Leuchtturmprojekte und digitale Sprints mit Signalwirkung

Einige der rund 100 Vorschläge, welche aus der Organisation hervorgegangen sind, wurden in digitalen Leuchtturmprojekten und digitalen Sprints im EY Wavespace kreativ erkundet und mit der Führungsebene getestet. In bereichsübergreifender Zusammenarbeit wurden so erste umsetzbare Projekte realisiert: In Afrika wurde eine Lösung für biometrische Wählerregistrierung entwickelt. Das Ziel: die Bereitstellung einer lebenslang sicheren digitalen Rechtsidentität von der Geburt bis zum Tod. Diese Arbeit wurde kürzlich auf die Unterstützung grundlegender nationaler Identitätsregister ausgeweitet. In Südamerika wurde eine Initiative gestartet, welche Angebot und Nachfrage von Produkten der Kakaolieferkette in Einklang bringt, über die Blockchain für mehr Transparenz sorgt und die Nachverfolgung des Fairtrade in den Wertschöpfungsketten verbessert.

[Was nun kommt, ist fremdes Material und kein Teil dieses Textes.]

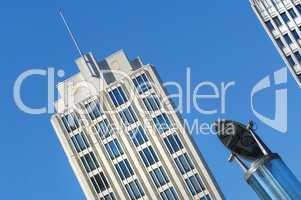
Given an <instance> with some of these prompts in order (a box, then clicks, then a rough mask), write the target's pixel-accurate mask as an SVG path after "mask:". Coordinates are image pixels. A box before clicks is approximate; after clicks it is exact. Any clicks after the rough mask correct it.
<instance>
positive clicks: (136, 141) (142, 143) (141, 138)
mask: <svg viewBox="0 0 301 200" xmlns="http://www.w3.org/2000/svg"><path fill="white" fill-rule="evenodd" d="M129 134H130V136H131V139H132V140H133V142H134V144H135V146H136V147H137V146H140V145H142V144H144V143H146V142H147V141H148V139H147V137H146V135H145V132H144V130H143V128H142V127H141V126H139V127H138V128H135V129H134V130H132V131H130V132H129Z"/></svg>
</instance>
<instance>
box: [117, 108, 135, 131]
mask: <svg viewBox="0 0 301 200" xmlns="http://www.w3.org/2000/svg"><path fill="white" fill-rule="evenodd" d="M119 116H120V117H121V119H122V121H123V123H124V125H126V126H129V125H131V124H133V123H135V122H137V121H138V119H137V117H136V115H135V113H134V110H133V108H132V107H131V106H129V107H128V108H126V109H124V110H123V111H121V112H120V113H119Z"/></svg>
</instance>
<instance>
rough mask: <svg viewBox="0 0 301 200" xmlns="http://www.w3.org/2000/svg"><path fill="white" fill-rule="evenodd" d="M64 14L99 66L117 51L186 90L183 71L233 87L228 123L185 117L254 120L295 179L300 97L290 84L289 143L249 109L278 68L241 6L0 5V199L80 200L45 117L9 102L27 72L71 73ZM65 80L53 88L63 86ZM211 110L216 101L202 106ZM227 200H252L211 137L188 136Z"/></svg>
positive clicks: (265, 96) (257, 28)
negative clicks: (149, 66) (226, 122)
mask: <svg viewBox="0 0 301 200" xmlns="http://www.w3.org/2000/svg"><path fill="white" fill-rule="evenodd" d="M59 8H63V9H64V11H65V14H66V15H67V16H68V18H69V19H70V18H71V19H72V22H71V24H72V27H73V30H74V32H76V34H77V36H78V39H79V40H80V43H81V45H82V47H83V49H84V50H85V51H92V52H93V53H95V55H96V57H97V58H98V59H101V58H103V57H105V56H108V55H110V54H111V53H113V52H114V51H116V50H119V49H124V50H125V51H126V52H127V54H128V55H129V57H130V58H134V57H136V56H140V57H141V58H142V59H143V60H144V62H145V63H152V64H154V65H155V66H156V69H157V70H158V72H159V73H160V75H161V78H162V79H163V81H172V80H177V81H179V82H180V84H182V85H184V84H185V70H186V67H191V69H192V84H193V86H196V85H197V84H198V83H199V82H201V81H212V82H214V83H216V84H219V83H221V82H222V81H224V82H229V81H235V82H236V86H235V87H234V88H233V89H231V90H230V91H229V94H228V96H227V112H226V114H217V115H212V116H204V115H200V114H199V113H197V112H196V111H195V110H193V112H192V113H191V114H184V115H183V116H184V117H185V118H187V119H188V120H190V121H192V120H193V119H195V118H199V119H201V120H202V121H204V122H212V121H214V120H215V119H217V118H231V119H236V120H239V121H242V122H247V121H248V120H249V119H253V120H255V121H256V123H257V125H258V133H259V134H260V135H261V136H262V138H263V139H264V140H265V141H266V143H267V144H268V145H270V147H271V149H272V150H273V151H275V152H278V153H280V154H281V156H282V157H283V159H284V160H285V161H286V162H287V164H288V165H289V167H290V168H291V169H292V170H293V171H294V173H295V174H296V175H297V177H299V178H301V171H300V170H299V169H300V168H301V161H300V159H296V158H297V157H298V153H299V152H300V133H299V124H300V121H299V120H300V117H299V113H300V111H301V107H299V102H300V100H301V90H300V89H299V88H298V86H297V85H296V83H295V82H294V80H293V79H292V77H291V76H290V75H289V77H288V79H289V81H288V84H287V85H286V87H287V88H288V102H289V105H288V120H289V123H288V134H281V133H279V132H277V131H275V130H273V129H271V128H269V127H268V126H266V125H264V124H263V123H261V122H260V121H258V120H257V119H256V118H255V116H254V114H253V113H252V112H251V109H250V91H251V89H252V87H253V86H254V85H255V84H256V83H257V82H258V81H259V80H261V79H262V78H264V77H265V76H267V75H269V74H272V73H273V72H274V71H276V70H278V69H280V68H281V67H283V66H284V63H283V62H282V60H281V59H280V56H279V55H278V53H277V52H276V50H275V48H274V47H273V45H272V43H271V41H270V40H269V39H268V37H267V36H266V34H265V32H264V31H263V28H261V26H260V24H259V22H258V20H257V18H256V16H255V15H254V13H253V12H252V10H251V8H250V5H249V2H248V0H244V1H220V0H219V1H217V0H210V1H197V0H189V1H178V0H173V1H159V0H153V1H121V0H115V1H96V0H88V1H76V2H75V1H73V2H71V1H33V0H28V1H16V0H12V1H6V2H3V3H2V5H1V12H0V24H1V37H0V44H1V48H0V57H1V66H2V68H1V69H2V73H1V76H2V77H1V79H0V105H1V108H0V110H1V112H2V120H1V128H2V130H1V140H0V149H1V151H2V156H1V165H0V177H1V181H0V188H1V199H11V200H19V199H27V200H35V199H41V198H42V199H44V200H48V199H49V200H50V199H51V200H52V199H64V200H71V199H72V200H81V199H84V196H83V193H82V191H81V189H80V187H79V184H78V183H77V181H76V179H75V177H74V175H73V173H72V171H71V168H70V166H69V164H68V162H67V159H66V157H65V155H64V153H63V150H62V148H61V146H60V144H59V142H58V140H57V138H56V136H55V133H54V131H53V129H52V127H51V124H50V122H49V118H50V115H46V114H45V115H37V116H32V115H28V114H25V113H23V112H21V111H20V110H19V109H18V108H17V107H16V105H15V103H14V100H13V84H14V81H15V80H16V78H17V77H18V76H19V75H20V74H21V73H22V72H24V71H25V70H28V69H30V68H41V69H46V68H47V67H55V68H56V69H64V70H65V72H66V76H65V77H64V78H63V79H65V78H67V77H69V76H71V75H72V74H74V73H76V72H77V67H76V66H75V64H74V60H75V59H76V58H77V57H78V54H77V52H76V51H75V49H74V46H73V44H72V43H71V42H70V39H69V38H68V37H67V34H66V31H65V28H64V27H63V25H62V22H61V21H60V19H59V17H58V15H57V10H58V9H59ZM63 79H59V78H58V79H57V81H62V80H63ZM22 98H23V99H24V101H25V102H26V103H27V104H28V105H31V106H34V107H39V106H44V105H47V81H46V80H45V78H43V77H31V78H29V79H28V80H26V82H24V84H23V87H22ZM274 101H275V97H274V90H273V88H271V90H270V91H267V92H265V93H264V94H261V95H260V96H259V97H258V99H257V101H256V107H257V109H258V110H260V112H262V113H266V115H269V116H272V115H273V110H274V105H275V102H274ZM204 105H205V106H208V108H214V107H216V106H218V104H217V102H216V101H210V102H204ZM194 138H195V141H196V142H197V144H198V146H199V148H200V149H201V151H202V153H203V155H204V157H205V159H206V160H207V162H208V165H209V167H210V168H211V169H212V171H213V173H214V175H215V177H216V179H217V181H218V183H219V184H220V187H221V189H222V191H223V192H224V194H225V196H226V197H227V199H231V200H239V199H244V200H254V199H257V197H256V195H255V194H254V193H253V191H252V190H251V189H250V188H249V187H248V186H247V184H246V183H245V182H244V180H243V174H242V172H241V170H240V169H239V167H238V166H237V165H236V164H234V163H233V164H229V163H227V162H226V160H227V157H228V154H229V153H228V152H227V151H226V150H225V149H224V147H223V146H222V145H221V144H220V142H219V141H218V140H217V138H216V137H215V136H200V135H198V136H194Z"/></svg>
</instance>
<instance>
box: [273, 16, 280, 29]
mask: <svg viewBox="0 0 301 200" xmlns="http://www.w3.org/2000/svg"><path fill="white" fill-rule="evenodd" d="M273 20H274V22H275V24H276V25H277V26H278V27H279V26H281V25H282V23H281V21H280V19H279V18H278V17H277V16H276V17H274V18H273Z"/></svg>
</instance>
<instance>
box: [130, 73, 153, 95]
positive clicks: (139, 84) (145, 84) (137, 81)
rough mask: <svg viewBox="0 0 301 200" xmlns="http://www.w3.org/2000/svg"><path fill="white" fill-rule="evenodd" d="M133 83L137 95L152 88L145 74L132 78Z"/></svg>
mask: <svg viewBox="0 0 301 200" xmlns="http://www.w3.org/2000/svg"><path fill="white" fill-rule="evenodd" d="M133 82H134V85H135V87H136V88H137V90H138V92H139V94H142V93H144V92H146V91H148V90H150V89H151V88H152V87H151V85H150V83H149V80H148V78H147V77H146V75H145V74H141V75H140V76H138V77H136V78H134V79H133Z"/></svg>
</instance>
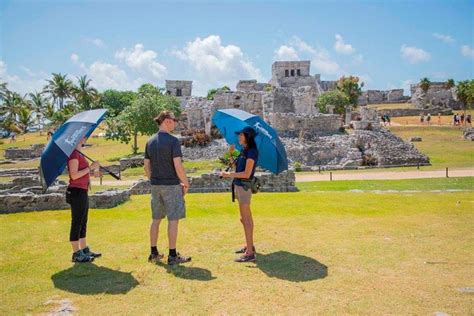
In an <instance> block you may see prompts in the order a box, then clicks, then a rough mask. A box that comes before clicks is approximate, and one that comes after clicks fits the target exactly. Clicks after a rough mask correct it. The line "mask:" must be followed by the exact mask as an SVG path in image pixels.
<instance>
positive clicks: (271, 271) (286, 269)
mask: <svg viewBox="0 0 474 316" xmlns="http://www.w3.org/2000/svg"><path fill="white" fill-rule="evenodd" d="M256 266H257V268H259V269H260V270H262V271H263V272H264V273H265V274H266V275H268V276H269V277H271V278H278V279H282V280H288V281H292V282H306V281H313V280H318V279H323V278H325V277H327V275H328V267H327V266H326V265H324V264H322V263H320V262H319V261H317V260H315V259H313V258H310V257H306V256H302V255H298V254H295V253H291V252H288V251H277V252H273V253H270V254H260V253H259V254H257V265H256Z"/></svg>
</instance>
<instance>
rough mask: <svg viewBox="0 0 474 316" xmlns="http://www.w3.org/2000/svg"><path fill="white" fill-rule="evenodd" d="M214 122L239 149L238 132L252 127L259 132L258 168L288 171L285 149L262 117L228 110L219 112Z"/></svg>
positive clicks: (220, 131)
mask: <svg viewBox="0 0 474 316" xmlns="http://www.w3.org/2000/svg"><path fill="white" fill-rule="evenodd" d="M212 122H213V123H214V125H216V126H217V128H218V129H219V131H220V133H221V134H222V136H224V138H225V140H226V141H227V142H228V143H229V144H234V145H235V146H236V147H237V148H238V149H242V148H241V146H240V145H239V139H238V135H237V134H236V132H238V131H240V130H242V129H243V128H244V127H248V126H250V127H252V128H253V129H254V130H255V131H256V132H257V136H255V143H256V144H257V148H258V161H257V166H260V167H262V168H264V169H267V170H269V171H271V172H273V173H276V174H278V173H280V172H282V171H285V170H287V169H288V159H287V158H286V151H285V147H284V146H283V144H282V143H281V141H280V139H279V138H278V134H277V133H276V131H275V130H274V129H273V128H272V127H271V126H270V125H268V124H267V123H266V122H265V121H264V120H263V119H262V118H261V117H260V116H258V115H253V114H250V113H248V112H245V111H242V110H238V109H226V110H218V111H217V112H216V113H215V114H214V116H213V117H212Z"/></svg>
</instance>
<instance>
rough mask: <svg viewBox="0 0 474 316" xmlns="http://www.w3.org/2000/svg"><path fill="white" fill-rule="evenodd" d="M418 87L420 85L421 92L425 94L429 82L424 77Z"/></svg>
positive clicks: (428, 87)
mask: <svg viewBox="0 0 474 316" xmlns="http://www.w3.org/2000/svg"><path fill="white" fill-rule="evenodd" d="M419 85H420V88H421V90H423V92H424V93H426V92H427V91H428V89H429V88H430V85H431V81H430V79H428V78H426V77H424V78H423V79H421V80H420V82H419Z"/></svg>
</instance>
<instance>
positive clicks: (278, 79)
mask: <svg viewBox="0 0 474 316" xmlns="http://www.w3.org/2000/svg"><path fill="white" fill-rule="evenodd" d="M310 64H311V62H310V61H309V60H299V61H275V62H274V63H273V64H272V79H271V84H272V85H273V86H278V82H279V81H280V79H282V78H289V77H297V76H298V75H297V72H298V70H299V76H298V77H308V76H310V73H309V70H310ZM291 71H293V76H292V75H291Z"/></svg>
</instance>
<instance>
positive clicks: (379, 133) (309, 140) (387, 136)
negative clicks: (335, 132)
mask: <svg viewBox="0 0 474 316" xmlns="http://www.w3.org/2000/svg"><path fill="white" fill-rule="evenodd" d="M282 142H283V143H284V144H285V148H286V152H287V155H288V159H289V160H290V162H299V163H301V164H303V165H306V166H322V167H323V169H346V168H359V167H364V166H374V167H375V166H377V167H389V166H416V165H429V164H430V161H429V158H428V157H427V156H426V155H424V154H422V153H420V152H419V151H418V150H417V149H416V147H415V146H413V144H411V143H408V142H405V141H404V140H402V139H401V138H399V137H397V136H395V135H393V134H392V133H390V132H389V131H387V130H385V129H381V130H378V131H367V130H356V131H354V132H353V134H346V135H343V134H340V135H331V136H321V137H312V138H310V139H306V140H305V141H301V140H298V139H296V138H282Z"/></svg>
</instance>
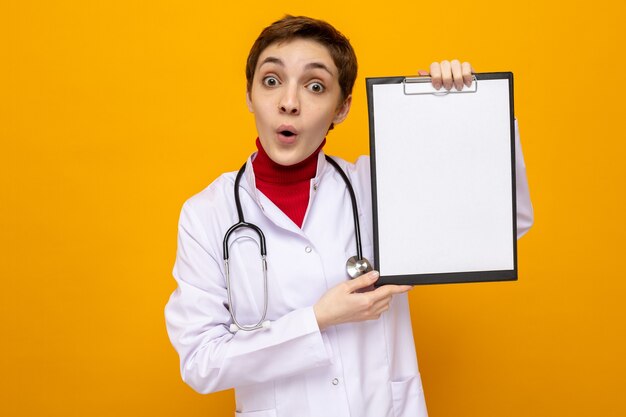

Zudem wurde für eine bessere Übersicht über verfügbare Experten eine Datenbank entwickelt, in der die Fähigkeiten, Expertisen oder Sprachen alle Mitarbeiter hinterlegt sind. Dies hilft dem UNDP, in Krisensituationen schnellstmöglich die relevante Expertise zu finden und am richtigen Ort einzusetzen. Diese auf der Digitalstrategie basierenden Initiativen helfen, die Ressourcen noch effizienter für eine bessere Welt einzusetzen.

Fazit

Der Chief Digital Officer (CDO) ist Visionär, Innovator, Stratege, Prozessoptimierer und Transformator in einem. Seine Aufgabe ist es, alle digitalen Themen im Unternehmen koordinierend voranzutreiben, die Mitarbeiter auf dem Weg in die digitale Zukunft mitzunehmen und die Leistungsfähigkeit des Unternehmens nachhaltig zu verbessern. Dazu braucht er Überzeugungskraft, die richtigen Rahmenbedingungen und die vorbehaltlose Rückendeckung der Unternehmensführung. CDOs, die ihr Unternehmen erfolgreich digitalisieren, schaffen sich damit selbst ab.